In this paper, we propose a new model with an attribute attention mechanism for remote sensing image captioning. In this field, compared with the attention mechanism used in Lu et al. [21
], the proposed model can: (1) focus on the whole image information while paying attention to the relationship between the input images and the word that the decoder generates, (2) weight the relative strength of the attention paid onto different attributes, and (3) use features that correspond to the detected visual attributes rather than the pre-trained features at a particular spatial location [21
]. Using an encoder-decoder framework, our model is shown in Figure 1
. First, the input remote sensing image is mapped onto the feature maps using CNN. Then, the feature maps are passed to the fully connected layer of CNN, and we take the output of the last fully connected layer (or softmax layer) as attributes.
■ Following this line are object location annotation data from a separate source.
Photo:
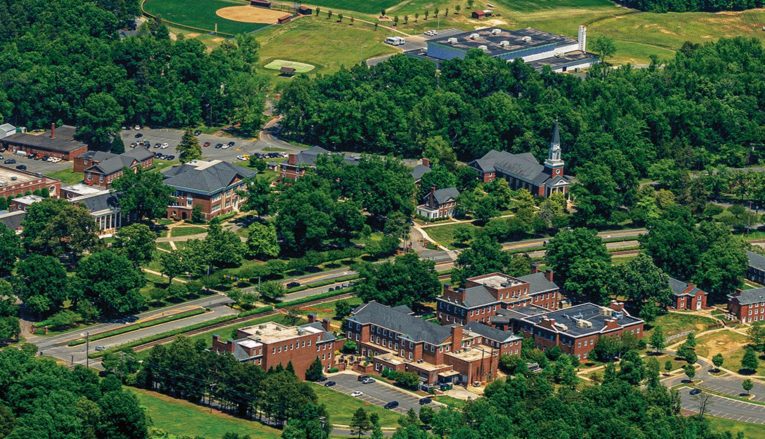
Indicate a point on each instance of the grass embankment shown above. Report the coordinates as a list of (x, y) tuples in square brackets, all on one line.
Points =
[(183, 418)]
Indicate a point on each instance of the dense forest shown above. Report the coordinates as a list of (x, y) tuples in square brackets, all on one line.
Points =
[(701, 108), (691, 5), (64, 61)]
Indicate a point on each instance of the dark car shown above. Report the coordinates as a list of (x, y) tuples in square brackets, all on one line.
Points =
[(391, 405)]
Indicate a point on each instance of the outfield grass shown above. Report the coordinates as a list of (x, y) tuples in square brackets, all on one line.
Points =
[(183, 418), (199, 14), (341, 407)]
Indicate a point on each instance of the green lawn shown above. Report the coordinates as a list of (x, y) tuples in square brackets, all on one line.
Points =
[(183, 418), (67, 176), (341, 407), (187, 230), (200, 14)]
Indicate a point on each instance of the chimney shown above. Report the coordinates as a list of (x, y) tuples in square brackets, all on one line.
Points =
[(549, 275), (456, 337)]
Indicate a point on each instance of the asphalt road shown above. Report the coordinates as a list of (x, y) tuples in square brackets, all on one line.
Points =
[(374, 393)]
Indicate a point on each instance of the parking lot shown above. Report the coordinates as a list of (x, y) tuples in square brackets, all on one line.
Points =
[(375, 393)]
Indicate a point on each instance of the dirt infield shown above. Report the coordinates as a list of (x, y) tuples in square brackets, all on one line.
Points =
[(250, 14)]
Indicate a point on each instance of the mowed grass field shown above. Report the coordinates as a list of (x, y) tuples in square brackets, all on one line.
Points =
[(199, 14)]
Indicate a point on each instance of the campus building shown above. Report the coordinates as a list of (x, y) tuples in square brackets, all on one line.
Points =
[(393, 338), (576, 330), (535, 47), (56, 142), (272, 344), (524, 171), (756, 269), (14, 183), (212, 185), (747, 305), (687, 296), (484, 296)]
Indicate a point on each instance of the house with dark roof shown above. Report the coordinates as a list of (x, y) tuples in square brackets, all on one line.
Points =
[(272, 344), (756, 269), (482, 297), (56, 142), (393, 338), (524, 171), (687, 296), (102, 168), (576, 329), (438, 203), (212, 185), (747, 305)]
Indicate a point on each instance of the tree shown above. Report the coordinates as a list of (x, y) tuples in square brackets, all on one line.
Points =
[(143, 194), (749, 362), (360, 422), (99, 120), (189, 148), (658, 341), (111, 282), (747, 385), (315, 371), (262, 242), (135, 241), (718, 361), (10, 249), (41, 283), (57, 227), (407, 280)]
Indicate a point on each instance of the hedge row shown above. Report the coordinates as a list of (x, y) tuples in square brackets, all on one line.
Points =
[(137, 326)]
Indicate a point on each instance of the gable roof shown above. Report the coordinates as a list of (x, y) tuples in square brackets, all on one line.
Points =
[(393, 319), (205, 178)]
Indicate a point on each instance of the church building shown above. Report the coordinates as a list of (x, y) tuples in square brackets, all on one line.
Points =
[(524, 171)]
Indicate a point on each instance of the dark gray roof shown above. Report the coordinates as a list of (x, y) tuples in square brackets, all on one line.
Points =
[(491, 333), (206, 181), (63, 142), (419, 171), (585, 311), (756, 260), (538, 283), (748, 297), (414, 327)]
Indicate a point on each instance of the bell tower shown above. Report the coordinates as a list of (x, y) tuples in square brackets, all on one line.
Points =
[(554, 164)]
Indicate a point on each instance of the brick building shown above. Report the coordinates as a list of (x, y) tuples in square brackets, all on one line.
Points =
[(14, 183), (482, 296), (56, 142), (102, 168), (576, 330), (756, 270), (687, 296), (212, 185), (439, 203), (524, 171), (393, 338), (271, 344), (748, 305)]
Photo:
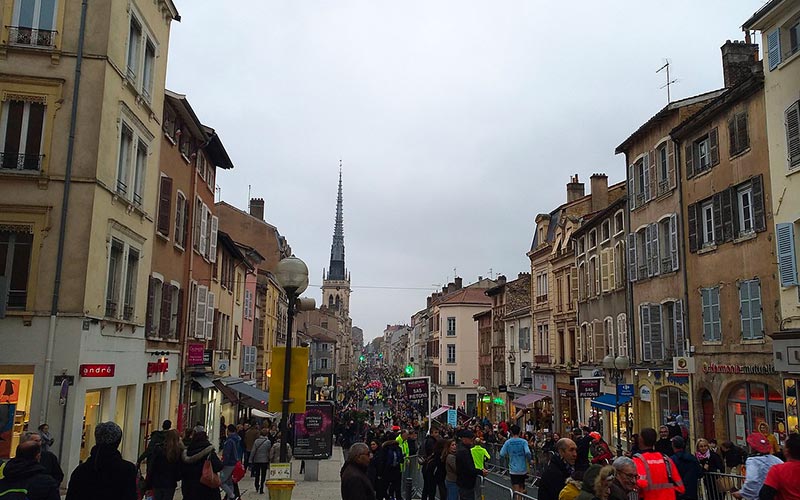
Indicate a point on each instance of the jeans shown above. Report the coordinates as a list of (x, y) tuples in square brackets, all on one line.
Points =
[(452, 490)]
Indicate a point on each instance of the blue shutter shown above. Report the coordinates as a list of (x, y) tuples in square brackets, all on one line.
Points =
[(774, 48), (787, 258)]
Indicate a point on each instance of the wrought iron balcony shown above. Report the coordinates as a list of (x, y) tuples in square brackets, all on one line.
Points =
[(32, 36), (21, 162)]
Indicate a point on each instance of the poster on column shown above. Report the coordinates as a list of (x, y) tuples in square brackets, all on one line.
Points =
[(313, 431)]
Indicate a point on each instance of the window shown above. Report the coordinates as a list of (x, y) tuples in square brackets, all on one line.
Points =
[(712, 326), (21, 133), (737, 133), (34, 23), (451, 353), (750, 309), (16, 243)]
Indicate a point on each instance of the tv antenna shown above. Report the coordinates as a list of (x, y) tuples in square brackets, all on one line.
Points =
[(669, 82)]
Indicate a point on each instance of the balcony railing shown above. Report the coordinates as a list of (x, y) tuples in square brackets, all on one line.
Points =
[(20, 161), (31, 36)]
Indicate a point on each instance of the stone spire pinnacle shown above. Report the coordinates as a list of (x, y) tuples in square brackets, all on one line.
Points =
[(337, 271)]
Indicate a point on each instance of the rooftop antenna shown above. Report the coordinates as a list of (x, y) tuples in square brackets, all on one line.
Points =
[(669, 82)]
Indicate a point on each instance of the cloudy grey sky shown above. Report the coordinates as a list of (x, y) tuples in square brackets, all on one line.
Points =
[(457, 121)]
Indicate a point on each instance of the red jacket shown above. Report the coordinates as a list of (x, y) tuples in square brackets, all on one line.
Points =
[(654, 481)]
By introducing the attributes, the attention mechanism perceives the whole image while knowing the correspondence between regions and words. Due to the existence of the attention mechanism, at each moment, different intermediate vectors can be generated. Finally, the intermediate vectors and the embedded texts are input into the long short-term memory network (LSTM) for training. We chose LSTM rather than the standard recurrent neural network (RNN) as the decoder because it is a four-layer network with a special way to interact in the repetitive module of LSTM which uses a very simple structure e.g., a tanh layer in the standard RNN. Furthermore, the gate structure is applied to LSTM to discard and store the information and determine the state of the cell. In [15, 21], the reported experiments also showed that an LSTM performs better than a standard RNN.
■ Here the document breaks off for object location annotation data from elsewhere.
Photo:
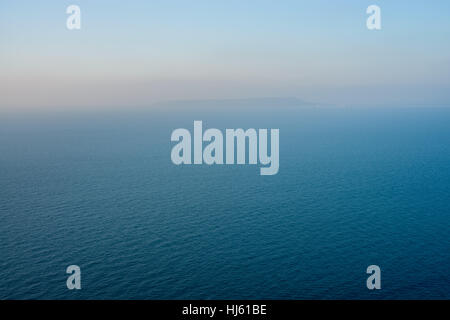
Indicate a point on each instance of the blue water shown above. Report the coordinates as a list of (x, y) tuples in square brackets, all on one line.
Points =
[(356, 187)]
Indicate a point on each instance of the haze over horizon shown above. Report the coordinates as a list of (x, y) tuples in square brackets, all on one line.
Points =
[(137, 55)]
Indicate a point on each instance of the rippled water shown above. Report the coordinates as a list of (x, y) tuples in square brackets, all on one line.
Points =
[(356, 187)]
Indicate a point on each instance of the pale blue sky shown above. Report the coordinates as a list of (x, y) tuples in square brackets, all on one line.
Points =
[(130, 53)]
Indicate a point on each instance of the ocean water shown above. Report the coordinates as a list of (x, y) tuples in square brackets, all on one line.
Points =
[(356, 187)]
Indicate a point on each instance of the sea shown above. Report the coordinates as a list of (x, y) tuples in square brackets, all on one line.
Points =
[(357, 186)]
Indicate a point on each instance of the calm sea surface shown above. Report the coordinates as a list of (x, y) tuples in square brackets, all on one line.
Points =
[(356, 187)]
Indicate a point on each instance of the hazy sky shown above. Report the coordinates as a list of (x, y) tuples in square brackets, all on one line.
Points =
[(133, 53)]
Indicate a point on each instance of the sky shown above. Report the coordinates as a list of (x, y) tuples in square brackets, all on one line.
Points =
[(136, 53)]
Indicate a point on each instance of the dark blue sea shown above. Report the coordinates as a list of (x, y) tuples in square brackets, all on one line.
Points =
[(356, 187)]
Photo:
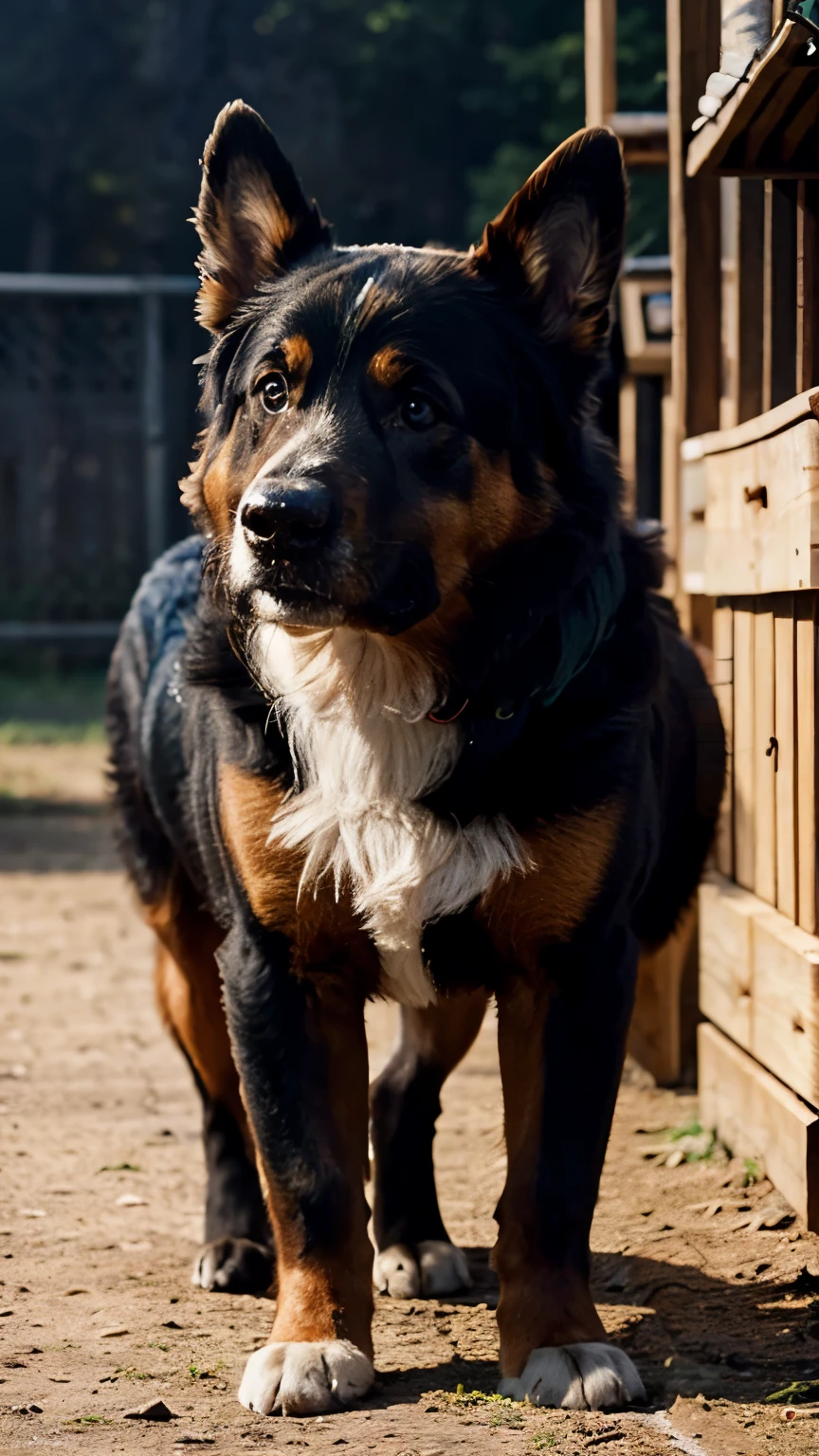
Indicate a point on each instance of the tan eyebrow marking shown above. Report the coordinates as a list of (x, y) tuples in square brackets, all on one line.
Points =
[(388, 367), (298, 355)]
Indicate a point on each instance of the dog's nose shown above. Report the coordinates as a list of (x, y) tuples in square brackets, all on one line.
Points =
[(292, 516)]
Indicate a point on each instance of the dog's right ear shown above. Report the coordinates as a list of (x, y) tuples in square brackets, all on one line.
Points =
[(252, 217)]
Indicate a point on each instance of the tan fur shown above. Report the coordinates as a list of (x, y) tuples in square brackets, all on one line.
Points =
[(299, 358), (355, 706), (569, 858), (271, 875), (189, 992), (464, 535), (567, 265), (539, 1303), (388, 367)]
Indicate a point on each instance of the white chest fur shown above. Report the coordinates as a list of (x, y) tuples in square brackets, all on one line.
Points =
[(355, 706)]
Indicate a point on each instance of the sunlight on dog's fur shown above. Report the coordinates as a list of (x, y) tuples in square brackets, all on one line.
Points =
[(355, 706)]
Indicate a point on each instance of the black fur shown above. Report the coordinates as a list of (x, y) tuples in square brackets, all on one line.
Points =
[(580, 689)]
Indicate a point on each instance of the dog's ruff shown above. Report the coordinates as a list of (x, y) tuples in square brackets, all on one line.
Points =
[(303, 1377), (355, 708), (579, 1377)]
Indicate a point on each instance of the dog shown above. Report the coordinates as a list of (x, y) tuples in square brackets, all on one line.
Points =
[(406, 719)]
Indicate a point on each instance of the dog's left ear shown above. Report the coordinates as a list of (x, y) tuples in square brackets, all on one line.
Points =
[(252, 217), (557, 246)]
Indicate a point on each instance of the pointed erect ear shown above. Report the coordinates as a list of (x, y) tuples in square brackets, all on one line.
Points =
[(252, 217), (558, 244)]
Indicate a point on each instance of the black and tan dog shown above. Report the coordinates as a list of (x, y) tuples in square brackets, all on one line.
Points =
[(407, 719)]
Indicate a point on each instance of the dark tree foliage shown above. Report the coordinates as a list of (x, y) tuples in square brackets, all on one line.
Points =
[(410, 119)]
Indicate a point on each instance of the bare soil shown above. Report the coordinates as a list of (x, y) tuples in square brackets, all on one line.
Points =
[(97, 1311)]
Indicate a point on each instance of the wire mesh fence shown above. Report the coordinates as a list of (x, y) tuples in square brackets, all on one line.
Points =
[(97, 421)]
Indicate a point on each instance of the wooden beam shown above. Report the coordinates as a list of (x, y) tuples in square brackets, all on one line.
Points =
[(743, 777), (778, 295), (742, 206), (784, 776), (806, 746), (758, 1117), (715, 140), (759, 983), (601, 60), (764, 755), (694, 231), (721, 679), (806, 284), (749, 298)]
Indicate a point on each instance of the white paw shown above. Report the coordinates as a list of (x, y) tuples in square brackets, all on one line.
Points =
[(305, 1377), (437, 1268), (444, 1267), (580, 1377)]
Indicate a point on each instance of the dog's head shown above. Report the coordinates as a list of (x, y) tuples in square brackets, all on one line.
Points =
[(387, 426)]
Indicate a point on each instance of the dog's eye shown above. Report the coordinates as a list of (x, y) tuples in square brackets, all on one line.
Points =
[(418, 410), (274, 393)]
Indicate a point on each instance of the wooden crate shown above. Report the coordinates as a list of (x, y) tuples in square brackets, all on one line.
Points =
[(761, 485), (764, 674), (759, 1117), (759, 982)]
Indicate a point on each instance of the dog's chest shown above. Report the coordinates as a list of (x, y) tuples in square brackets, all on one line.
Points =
[(358, 819)]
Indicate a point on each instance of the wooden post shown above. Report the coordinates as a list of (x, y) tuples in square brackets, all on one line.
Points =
[(743, 779), (155, 448), (721, 681), (778, 295), (694, 228), (601, 60), (806, 285), (628, 445), (784, 652), (764, 755), (806, 746)]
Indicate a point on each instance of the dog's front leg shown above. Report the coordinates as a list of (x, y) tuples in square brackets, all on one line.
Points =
[(561, 1046), (302, 1054)]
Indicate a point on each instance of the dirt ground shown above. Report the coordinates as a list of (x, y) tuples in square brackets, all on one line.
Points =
[(100, 1205)]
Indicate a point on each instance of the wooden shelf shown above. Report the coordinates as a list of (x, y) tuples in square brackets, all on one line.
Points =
[(645, 137), (768, 127)]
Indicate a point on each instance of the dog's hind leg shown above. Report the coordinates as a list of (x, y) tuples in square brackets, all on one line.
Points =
[(415, 1255), (238, 1254)]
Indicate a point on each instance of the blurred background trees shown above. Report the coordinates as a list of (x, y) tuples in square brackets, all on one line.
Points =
[(410, 119)]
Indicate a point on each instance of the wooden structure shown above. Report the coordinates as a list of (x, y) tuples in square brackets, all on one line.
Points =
[(740, 505), (664, 1028)]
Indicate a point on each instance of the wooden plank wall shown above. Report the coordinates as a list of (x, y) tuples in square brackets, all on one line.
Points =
[(765, 681)]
This paper presented a novel framework for description generation of remote sensing images based on the attribute attention model. We use a CNN to produce image features, which are the feature maps of the last convolution layer region proposals for the input remote sensing image. In the encoder-decoder framework with the attention mechanism, the attention mechanism is able to influence the intermediate vector by assigning different weights to different areas of the image, which compensates the deficiency of the original attention mechanism in complex remote sensing images. To apply the high-level features of remote sensing images, we use suitable attributes to embed the global information so that it can affect the parameter of the attention mechanism, focusing on more objects and scenes. We feed the intermediate vector into the decoder and adopt the LSTM to generate the description of the given remote sensing image. We observed that better results can be achieved if the attribute size is appropriate.
From the observation of the experiments, our model can reach high scores on the different assessment criteria, and obtained satisfactory results when the remote sensing image is less complicated. In the future, we will focus on understanding semantics information, and use this to better train our models.